AI Summary of Peer-Reviewed Research

This page presents an AI-generated summary of a published research paper. The original authors did not write or review this article. [See full disclosure ↓]

Publishing process signals: MODERATE — reflects the venue and review process. — venue and review process.

BRICS discourse challenges Western climate governance narratives

A wide landscape view of a large, empty parliamentary or conference chamber with tiered blue seating arranged in a semicircular hemicycle pattern, white vertical striping on the walls, and multiple screens displaying flags above the seating area.
Research area:LawDiscourse analysisClimate change

What the study found

The study argues that BRICS countries use climate-related legal discourse to challenge Western narratives in global climate governance. It also says that the knowledge system underlying legal and political discourse is central to changing power structures in this area.

Why the authors say this matters

The authors say the Global South needs an autonomous knowledge system to resist the universalization and objectification of Western knowledge. They conclude that a shift in epistemology, meaning a change in how knowledge is framed and authorized, is needed to change power structures in global climate governance.

What the researchers tested

The article analyzes the request for an advisory opinion on the obligations of states in respect of climate change, adopted by the United Nations General Assembly in 2023 and submitted to the International Court of Justice. It uses comparative legal discourse analysis to examine the core discourse of BRICS countries in climate governance and how these discourses are constructed.

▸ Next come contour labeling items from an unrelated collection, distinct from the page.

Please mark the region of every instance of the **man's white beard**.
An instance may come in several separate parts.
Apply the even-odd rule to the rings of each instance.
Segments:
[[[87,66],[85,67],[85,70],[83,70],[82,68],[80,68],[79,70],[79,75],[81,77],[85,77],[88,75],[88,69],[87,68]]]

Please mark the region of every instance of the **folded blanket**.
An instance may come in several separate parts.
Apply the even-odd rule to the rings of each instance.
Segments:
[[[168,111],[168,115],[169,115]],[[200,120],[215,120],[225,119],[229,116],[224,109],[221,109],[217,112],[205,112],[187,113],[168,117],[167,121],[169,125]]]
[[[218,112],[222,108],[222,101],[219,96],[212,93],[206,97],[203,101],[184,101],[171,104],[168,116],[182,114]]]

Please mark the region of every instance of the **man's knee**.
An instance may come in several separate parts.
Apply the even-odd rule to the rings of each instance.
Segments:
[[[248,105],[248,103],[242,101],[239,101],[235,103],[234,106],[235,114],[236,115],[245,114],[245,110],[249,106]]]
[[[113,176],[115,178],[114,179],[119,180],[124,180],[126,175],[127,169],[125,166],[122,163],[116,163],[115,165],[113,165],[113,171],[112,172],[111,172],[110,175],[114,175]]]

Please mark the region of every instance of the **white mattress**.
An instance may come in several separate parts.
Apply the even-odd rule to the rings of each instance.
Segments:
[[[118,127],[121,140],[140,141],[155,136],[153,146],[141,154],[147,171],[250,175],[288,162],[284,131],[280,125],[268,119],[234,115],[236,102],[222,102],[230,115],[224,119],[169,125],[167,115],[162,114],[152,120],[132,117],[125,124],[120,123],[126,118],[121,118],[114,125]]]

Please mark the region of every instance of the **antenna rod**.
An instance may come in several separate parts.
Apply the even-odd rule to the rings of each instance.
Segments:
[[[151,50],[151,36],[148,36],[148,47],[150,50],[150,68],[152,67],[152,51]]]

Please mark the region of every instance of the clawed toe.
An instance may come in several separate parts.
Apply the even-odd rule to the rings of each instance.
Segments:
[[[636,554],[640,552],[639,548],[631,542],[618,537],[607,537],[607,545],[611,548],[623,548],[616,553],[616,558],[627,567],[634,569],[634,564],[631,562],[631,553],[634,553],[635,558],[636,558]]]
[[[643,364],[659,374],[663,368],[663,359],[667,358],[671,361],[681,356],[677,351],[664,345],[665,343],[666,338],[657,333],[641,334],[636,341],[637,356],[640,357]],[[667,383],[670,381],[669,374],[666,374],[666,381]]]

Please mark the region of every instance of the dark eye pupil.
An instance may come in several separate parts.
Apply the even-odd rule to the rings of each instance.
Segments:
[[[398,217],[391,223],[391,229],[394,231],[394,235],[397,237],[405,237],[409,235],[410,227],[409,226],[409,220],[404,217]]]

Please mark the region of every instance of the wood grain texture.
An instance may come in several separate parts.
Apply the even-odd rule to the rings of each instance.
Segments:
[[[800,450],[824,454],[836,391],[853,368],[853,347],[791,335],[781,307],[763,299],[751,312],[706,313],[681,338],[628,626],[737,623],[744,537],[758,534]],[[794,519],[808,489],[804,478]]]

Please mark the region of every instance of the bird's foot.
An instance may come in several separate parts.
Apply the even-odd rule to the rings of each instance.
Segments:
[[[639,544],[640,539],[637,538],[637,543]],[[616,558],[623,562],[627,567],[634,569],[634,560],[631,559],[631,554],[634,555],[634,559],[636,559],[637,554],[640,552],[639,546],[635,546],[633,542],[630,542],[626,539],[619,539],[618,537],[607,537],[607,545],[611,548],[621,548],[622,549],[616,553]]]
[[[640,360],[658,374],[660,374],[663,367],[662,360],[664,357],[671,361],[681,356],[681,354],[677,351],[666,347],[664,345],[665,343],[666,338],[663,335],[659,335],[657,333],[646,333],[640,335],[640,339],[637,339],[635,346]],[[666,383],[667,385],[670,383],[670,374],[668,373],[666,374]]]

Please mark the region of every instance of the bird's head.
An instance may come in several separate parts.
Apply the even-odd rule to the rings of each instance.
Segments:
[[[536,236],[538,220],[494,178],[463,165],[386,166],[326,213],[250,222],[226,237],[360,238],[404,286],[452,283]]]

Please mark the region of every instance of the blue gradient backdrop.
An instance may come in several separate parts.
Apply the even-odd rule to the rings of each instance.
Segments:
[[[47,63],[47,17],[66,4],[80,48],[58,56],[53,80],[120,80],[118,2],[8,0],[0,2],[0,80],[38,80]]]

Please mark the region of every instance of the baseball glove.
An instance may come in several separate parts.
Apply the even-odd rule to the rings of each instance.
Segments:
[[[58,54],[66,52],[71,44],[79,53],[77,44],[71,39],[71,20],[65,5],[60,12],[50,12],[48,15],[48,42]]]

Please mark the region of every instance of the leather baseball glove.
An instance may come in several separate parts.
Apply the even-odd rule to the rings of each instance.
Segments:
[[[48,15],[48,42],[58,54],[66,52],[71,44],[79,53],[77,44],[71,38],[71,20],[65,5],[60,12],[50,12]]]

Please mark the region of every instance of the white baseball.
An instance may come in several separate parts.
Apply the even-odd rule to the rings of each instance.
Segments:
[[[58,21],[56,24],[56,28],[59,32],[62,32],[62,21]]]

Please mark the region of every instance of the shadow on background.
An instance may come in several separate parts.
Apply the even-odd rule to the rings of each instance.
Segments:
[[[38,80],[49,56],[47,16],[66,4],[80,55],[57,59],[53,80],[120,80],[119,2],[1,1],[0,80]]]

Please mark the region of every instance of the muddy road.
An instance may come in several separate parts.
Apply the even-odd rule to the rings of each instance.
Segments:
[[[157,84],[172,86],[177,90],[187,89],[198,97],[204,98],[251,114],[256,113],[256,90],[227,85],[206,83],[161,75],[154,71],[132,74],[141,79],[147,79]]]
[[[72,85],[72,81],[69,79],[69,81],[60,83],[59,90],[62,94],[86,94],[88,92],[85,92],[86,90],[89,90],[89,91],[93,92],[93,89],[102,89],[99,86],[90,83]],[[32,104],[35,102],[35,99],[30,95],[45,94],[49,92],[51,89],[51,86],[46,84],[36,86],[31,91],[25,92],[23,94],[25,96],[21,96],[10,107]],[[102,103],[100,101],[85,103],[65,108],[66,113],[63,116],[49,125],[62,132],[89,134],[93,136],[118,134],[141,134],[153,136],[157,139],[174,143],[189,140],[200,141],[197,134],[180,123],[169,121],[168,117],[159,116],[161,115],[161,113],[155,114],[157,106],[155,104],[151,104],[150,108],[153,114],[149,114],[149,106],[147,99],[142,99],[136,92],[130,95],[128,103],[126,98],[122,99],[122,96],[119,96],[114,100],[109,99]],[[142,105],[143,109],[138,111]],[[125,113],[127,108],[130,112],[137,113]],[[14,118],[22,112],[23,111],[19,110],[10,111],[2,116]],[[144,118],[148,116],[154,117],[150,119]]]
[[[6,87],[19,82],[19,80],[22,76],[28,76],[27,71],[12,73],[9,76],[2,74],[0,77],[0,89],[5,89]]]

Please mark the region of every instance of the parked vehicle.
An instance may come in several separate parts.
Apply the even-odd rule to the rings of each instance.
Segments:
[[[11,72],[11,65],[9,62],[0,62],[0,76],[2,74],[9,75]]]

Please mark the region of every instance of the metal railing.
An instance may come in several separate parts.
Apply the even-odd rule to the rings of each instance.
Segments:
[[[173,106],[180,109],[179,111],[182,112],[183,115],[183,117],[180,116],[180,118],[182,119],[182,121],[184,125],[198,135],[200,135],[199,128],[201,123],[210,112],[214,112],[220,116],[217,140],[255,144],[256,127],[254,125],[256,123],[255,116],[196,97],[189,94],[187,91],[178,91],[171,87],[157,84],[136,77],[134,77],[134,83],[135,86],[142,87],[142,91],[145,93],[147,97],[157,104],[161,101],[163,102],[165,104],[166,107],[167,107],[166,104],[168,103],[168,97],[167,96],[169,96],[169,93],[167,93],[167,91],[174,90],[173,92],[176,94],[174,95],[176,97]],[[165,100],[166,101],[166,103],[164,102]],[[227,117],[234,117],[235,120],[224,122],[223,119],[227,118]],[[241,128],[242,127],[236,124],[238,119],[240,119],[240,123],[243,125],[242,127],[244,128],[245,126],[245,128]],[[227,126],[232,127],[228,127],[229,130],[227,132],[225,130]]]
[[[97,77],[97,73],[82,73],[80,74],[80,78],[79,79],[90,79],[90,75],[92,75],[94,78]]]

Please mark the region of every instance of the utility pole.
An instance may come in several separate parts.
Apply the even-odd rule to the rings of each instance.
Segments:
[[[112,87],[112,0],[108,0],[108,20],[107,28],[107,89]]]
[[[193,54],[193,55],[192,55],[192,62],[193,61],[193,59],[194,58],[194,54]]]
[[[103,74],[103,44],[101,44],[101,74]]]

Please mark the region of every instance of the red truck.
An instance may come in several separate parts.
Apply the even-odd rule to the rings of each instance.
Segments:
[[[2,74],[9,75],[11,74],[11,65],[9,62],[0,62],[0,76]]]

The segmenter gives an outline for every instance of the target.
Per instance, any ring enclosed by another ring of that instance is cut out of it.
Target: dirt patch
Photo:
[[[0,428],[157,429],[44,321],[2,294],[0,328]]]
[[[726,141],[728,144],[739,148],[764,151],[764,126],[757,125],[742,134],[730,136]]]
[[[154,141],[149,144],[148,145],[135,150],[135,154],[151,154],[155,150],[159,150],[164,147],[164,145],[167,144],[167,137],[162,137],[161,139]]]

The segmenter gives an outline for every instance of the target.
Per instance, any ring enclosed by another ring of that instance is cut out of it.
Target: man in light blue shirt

What worked and what didn't

The article presents BRICS as an important example of South-South cooperation and says it can help challenge Western narratives and offer alternative governance models. It emphasizes that climate litigation is not only a legal tool but also a means of discourse construction.

What to keep in mind

The abstract does not provide specific findings from the discourse analysis beyond these broad claims. It also does not describe detailed limitations, sample scope, or the full set of BRICS country materials analyzed.

Key points

  • The article argues that BRICS climate discourse challenges Western dominance in global climate governance.
  • It says climate litigation also functions as a way to build and shape discourse.
  • The authors argue that the Global South needs an autonomous knowledge system.
  • The study analyzes the 2023 UN General Assembly request for an ICJ advisory opinion on states' climate obligations.
  • The abstract does not give detailed limits or specific country-by-country results.

Disclosure

Research title:
BRICS discourse challenges Western climate governance narratives
Authors:
Xisheng Wang
Institutions:
Chinese University of Hong Kong, Shenzhen
Publication date:
2026-03-10
OpenAlex record:
View
AI provenance: This post was generated by OpenAI. The original authors did not write or review this post.